Early cartoons were very musical, especially Looney Tunes which by contract had to animate to music owned by Warner Bros. Later, this obligation was removed, but Clampett liked music so much he preserved the tradition more than the other directors.
Many 40s cartoons used background music as sound effects, rather than actually animating to hummable tunes. (Scott Bradley's MGM music is the ultimate example of music not being used as music; instead it just reduntantly echoes the actions in the animation. Try to hum it!) Clampett usually only used sound effects music to link 2 different tunes together.

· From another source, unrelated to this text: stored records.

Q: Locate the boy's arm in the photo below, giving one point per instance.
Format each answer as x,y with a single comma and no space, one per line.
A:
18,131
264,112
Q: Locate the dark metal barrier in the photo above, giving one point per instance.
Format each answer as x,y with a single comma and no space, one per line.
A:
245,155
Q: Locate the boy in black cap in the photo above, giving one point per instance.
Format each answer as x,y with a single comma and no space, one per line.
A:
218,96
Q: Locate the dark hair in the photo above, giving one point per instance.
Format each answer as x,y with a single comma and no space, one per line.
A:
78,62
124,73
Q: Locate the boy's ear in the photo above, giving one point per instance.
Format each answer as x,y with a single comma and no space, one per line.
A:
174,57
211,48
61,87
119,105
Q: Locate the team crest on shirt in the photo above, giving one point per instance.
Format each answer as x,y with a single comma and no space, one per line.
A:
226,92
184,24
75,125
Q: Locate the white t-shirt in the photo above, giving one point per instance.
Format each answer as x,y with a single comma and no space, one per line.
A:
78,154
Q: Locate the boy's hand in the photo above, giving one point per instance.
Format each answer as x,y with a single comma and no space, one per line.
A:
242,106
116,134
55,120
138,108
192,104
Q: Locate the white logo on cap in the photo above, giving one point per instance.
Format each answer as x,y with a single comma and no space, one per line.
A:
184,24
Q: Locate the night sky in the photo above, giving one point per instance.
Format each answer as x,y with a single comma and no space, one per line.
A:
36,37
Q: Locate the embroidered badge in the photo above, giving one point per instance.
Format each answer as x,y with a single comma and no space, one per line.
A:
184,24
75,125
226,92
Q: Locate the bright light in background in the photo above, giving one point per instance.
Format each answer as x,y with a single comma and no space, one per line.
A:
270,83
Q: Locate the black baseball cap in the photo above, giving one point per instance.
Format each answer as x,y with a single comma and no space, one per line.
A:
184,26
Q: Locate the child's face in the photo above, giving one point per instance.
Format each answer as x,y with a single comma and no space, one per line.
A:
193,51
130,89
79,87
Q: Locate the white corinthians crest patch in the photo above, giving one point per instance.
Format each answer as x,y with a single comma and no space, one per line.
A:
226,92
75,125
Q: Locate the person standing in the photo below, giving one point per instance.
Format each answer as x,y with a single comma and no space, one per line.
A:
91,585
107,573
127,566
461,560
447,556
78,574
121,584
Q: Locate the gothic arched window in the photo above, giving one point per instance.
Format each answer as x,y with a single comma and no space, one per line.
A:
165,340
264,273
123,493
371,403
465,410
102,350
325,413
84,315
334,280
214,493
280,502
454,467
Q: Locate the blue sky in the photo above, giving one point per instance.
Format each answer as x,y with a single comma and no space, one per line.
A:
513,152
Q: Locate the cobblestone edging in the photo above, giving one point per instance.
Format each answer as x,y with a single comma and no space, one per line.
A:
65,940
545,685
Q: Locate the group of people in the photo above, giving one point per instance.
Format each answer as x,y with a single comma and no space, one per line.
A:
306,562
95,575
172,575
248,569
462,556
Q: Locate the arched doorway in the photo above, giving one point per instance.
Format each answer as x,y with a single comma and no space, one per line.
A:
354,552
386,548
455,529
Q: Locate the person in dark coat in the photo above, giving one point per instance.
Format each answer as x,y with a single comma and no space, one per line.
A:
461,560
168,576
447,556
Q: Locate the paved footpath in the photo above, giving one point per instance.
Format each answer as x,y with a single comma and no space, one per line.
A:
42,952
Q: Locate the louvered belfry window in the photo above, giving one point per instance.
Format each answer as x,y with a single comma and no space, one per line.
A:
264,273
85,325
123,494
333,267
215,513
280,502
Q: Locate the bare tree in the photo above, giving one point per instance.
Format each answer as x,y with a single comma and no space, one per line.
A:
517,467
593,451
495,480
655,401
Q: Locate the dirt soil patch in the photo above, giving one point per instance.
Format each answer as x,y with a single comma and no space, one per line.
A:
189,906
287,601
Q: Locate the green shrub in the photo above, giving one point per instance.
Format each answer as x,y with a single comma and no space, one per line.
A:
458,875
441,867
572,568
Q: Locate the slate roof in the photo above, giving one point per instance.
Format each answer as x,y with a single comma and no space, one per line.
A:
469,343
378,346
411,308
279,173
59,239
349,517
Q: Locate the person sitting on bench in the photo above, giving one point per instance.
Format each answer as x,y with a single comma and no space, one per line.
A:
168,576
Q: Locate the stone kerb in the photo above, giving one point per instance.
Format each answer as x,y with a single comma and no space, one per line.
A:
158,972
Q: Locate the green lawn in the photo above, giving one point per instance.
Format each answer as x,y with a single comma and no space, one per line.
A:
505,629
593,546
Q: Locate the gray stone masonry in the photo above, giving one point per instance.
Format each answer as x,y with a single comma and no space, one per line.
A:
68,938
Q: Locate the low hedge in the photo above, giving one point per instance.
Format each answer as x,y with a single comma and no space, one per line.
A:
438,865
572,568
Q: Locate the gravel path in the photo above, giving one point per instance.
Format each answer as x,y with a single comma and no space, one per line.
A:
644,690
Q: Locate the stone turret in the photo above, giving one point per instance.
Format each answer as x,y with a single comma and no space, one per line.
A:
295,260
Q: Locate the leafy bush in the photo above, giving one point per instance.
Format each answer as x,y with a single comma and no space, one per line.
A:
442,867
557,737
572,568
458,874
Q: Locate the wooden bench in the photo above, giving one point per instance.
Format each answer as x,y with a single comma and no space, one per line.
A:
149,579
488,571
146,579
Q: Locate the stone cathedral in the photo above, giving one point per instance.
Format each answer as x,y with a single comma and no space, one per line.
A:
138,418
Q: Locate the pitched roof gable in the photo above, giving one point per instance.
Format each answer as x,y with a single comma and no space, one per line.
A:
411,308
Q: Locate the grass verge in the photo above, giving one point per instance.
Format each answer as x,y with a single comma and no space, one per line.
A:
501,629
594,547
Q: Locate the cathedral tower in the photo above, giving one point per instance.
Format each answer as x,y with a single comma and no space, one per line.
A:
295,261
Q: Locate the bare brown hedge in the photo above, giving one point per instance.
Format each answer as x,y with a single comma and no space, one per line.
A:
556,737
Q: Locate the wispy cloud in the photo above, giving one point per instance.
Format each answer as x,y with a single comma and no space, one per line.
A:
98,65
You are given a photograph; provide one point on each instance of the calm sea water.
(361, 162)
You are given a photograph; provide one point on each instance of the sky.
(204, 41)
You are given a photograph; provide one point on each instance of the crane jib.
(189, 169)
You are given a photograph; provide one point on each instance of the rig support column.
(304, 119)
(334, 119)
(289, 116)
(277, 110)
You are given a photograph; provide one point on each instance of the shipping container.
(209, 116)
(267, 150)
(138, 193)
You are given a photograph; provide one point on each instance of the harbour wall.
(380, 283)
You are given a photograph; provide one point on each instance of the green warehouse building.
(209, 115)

One of the things Clampett used tunes for was just to put the audience in a good mood and prepare them for the cartoon. Here is a great example of Clampett using really happy, bouncy music for no other reason than to give you pure cartoon fun. What a swell guy! He really loved his audience and always tried to please.
The animation is really happy and totally uses the music to show off what cartoons can do that live action can't. No one at Warner Bros. was more comfortable than Clampett at animating to music. When I watch Friz' few musicals, it looks to me like he is struggling to find actions to fit into the songs. It's very uncomfortable. There will be tons of scenes that aren't very entertaining that are just there to fill in the music. Very awkward-to me, anyway.
Clampett preserved the Fleischer tradition and added his own brand of wackiness to it. The Fleischers did the best musical cartoons ever.
Notice how all this cuteness and young hearted playfullness ends with a sick joke! Good old Bob!